Monday, April 13, 2026

#747: The Vast of Night

The Vast of Night

Andrew Patterson
Initial release: May 15, 2020 (USA)

images c/o FILMGRAB
Ever since the late 1940s, America has had a fascination with UFOs, alien visitations, and the possibility of life beyond this planet. This fascination has manifested itself in moviesTV shows, video games, even trading cards. While a lot of the political and social factors that drive the relative popularity of alien and UFO narratives have changed over the decades, and the specific character of those narratives changing with them, some of the core themes and ideas have remained consistent since at least the early 1960s when claims of alien abductions began to pop up. Ufology and other far-out ideas would figure into the broader cultural upheavals of the 1960s and 1970s, and even today, we're still wondering, still thinking about what might be out there. Which leads me to The Vast of Night, director Andrew Patterson's extremely effective low-budget love letter to turn-of-the-'60s sci-fi. 

The film opens with a television from the era (a Philco Predicta, better known as the model for most televisions in the Fallout games) showing some kind of sci-fi anthology program very much like The Twilight Zone; we zoom in on Everett, a teenager working for the local radio station the night of a high school basketball game, somewhere in southern New Mexico in 1958. After helping set up some recording equipment, he teaches fellow classmate Fay how to use her new tape recorder as well as some show biz tricks before they begin their shifts at the radio station and the local telephone exchange, respectively. When Fay notices a strange sound that's disrupting radio and phone communications, she gets Everett to play it back over the air to see who recognizes it... and more people than you'd expect turn out to be intimately familiar with it.

The Vast of Night is not an action film. It's not really a horror film either. At best, it's a thriller, living and dying on making the most of its budget to recreate a late 1950s atmosphere, complete with period appropriate cars and fashion and nods to the media of the day: manual telephone exchanges, real-world magazines predicting the future (and being surprisingly accurate,) and radio stations set up in a shack on the edge of town. Dialogue is quick and quippy, a pitter-patter of period slang especially from Everett; it's the dialogue, and some incredible cinematography, that makes a film that's almost all talking work as well as it does. You might argue that it's a slow burn, and maybe it is, but maybe it's more accurate to say that it's a mystery that unfolds. Early on we're treated to an unbroken nine-minute shot of Fay running the switchboard and trying to track down the source of the sound disrupting the phones; under the hands of a lesser director, this would be boring, but here, it works. It's not found footage, but it's often shot like one, the camera trailing behind characters like a lost puppy. There's an eeriness to the film that persists throughout, with not even the recurring gag about a squirrel biting electric wires and causing a blackout successfully dispelling some of the spooky magic (though it does kind of drive home just how small the town is, alongside the fact that a single high school basketball game can attract nearly the entire population.)
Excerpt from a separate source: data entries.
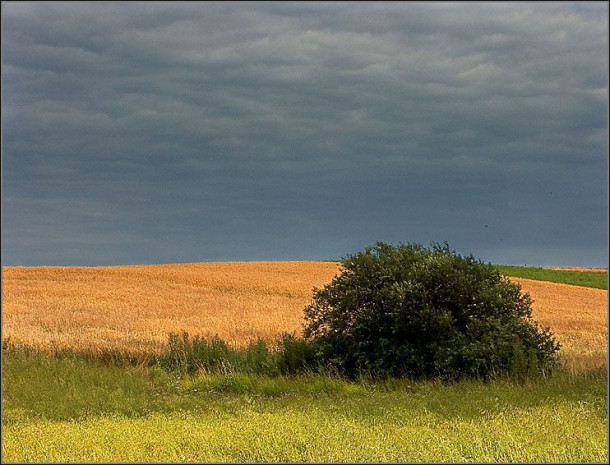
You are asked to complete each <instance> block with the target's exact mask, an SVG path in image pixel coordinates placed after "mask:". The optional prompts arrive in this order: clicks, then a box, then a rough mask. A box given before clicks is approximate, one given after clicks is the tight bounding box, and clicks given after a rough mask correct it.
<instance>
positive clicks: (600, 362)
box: [510, 278, 608, 371]
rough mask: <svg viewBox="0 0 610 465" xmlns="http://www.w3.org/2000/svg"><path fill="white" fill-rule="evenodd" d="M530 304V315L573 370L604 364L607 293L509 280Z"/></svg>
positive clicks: (606, 330) (527, 280) (607, 305)
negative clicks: (525, 292) (550, 332)
mask: <svg viewBox="0 0 610 465" xmlns="http://www.w3.org/2000/svg"><path fill="white" fill-rule="evenodd" d="M510 279H511V280H512V281H514V282H517V283H519V284H521V287H522V290H523V291H524V292H528V293H529V294H530V296H531V297H532V299H533V300H534V303H533V305H532V307H533V312H532V316H533V317H534V319H535V320H536V321H538V322H539V323H540V324H541V326H545V327H546V326H548V327H550V328H551V330H552V331H553V333H554V334H555V335H556V337H557V339H558V340H559V342H560V343H561V345H562V352H563V357H564V359H565V361H566V363H567V364H568V365H569V366H570V367H571V368H573V369H574V370H575V371H580V370H582V369H589V368H594V367H598V366H604V365H606V364H607V356H608V291H605V290H602V289H593V288H590V287H580V286H571V285H568V284H558V283H550V282H547V281H534V280H532V279H525V278H510Z"/></svg>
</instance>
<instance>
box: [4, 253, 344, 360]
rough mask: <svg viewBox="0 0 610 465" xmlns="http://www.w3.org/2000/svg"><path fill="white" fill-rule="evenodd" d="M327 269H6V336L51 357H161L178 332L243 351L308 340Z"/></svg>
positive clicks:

Filmed in 2016 but not released until 2020, The Vast of Night was a drive-in sensation (remember drive-in theaters?) but never made it to conventional venues. It was picked up by Amazon and has yet to see a physical release. Patterson has moved on to bigger and better things, snapping up none other than Matthew McConaughey for last year's The Rivals of Amziah King. The Vast of Night remains trapped on Amazon, which is a shame, because despite its overuse of film grain and a pacing that might turn off more action-oriented viewers, I still think it's something Rod Serling would be proud of.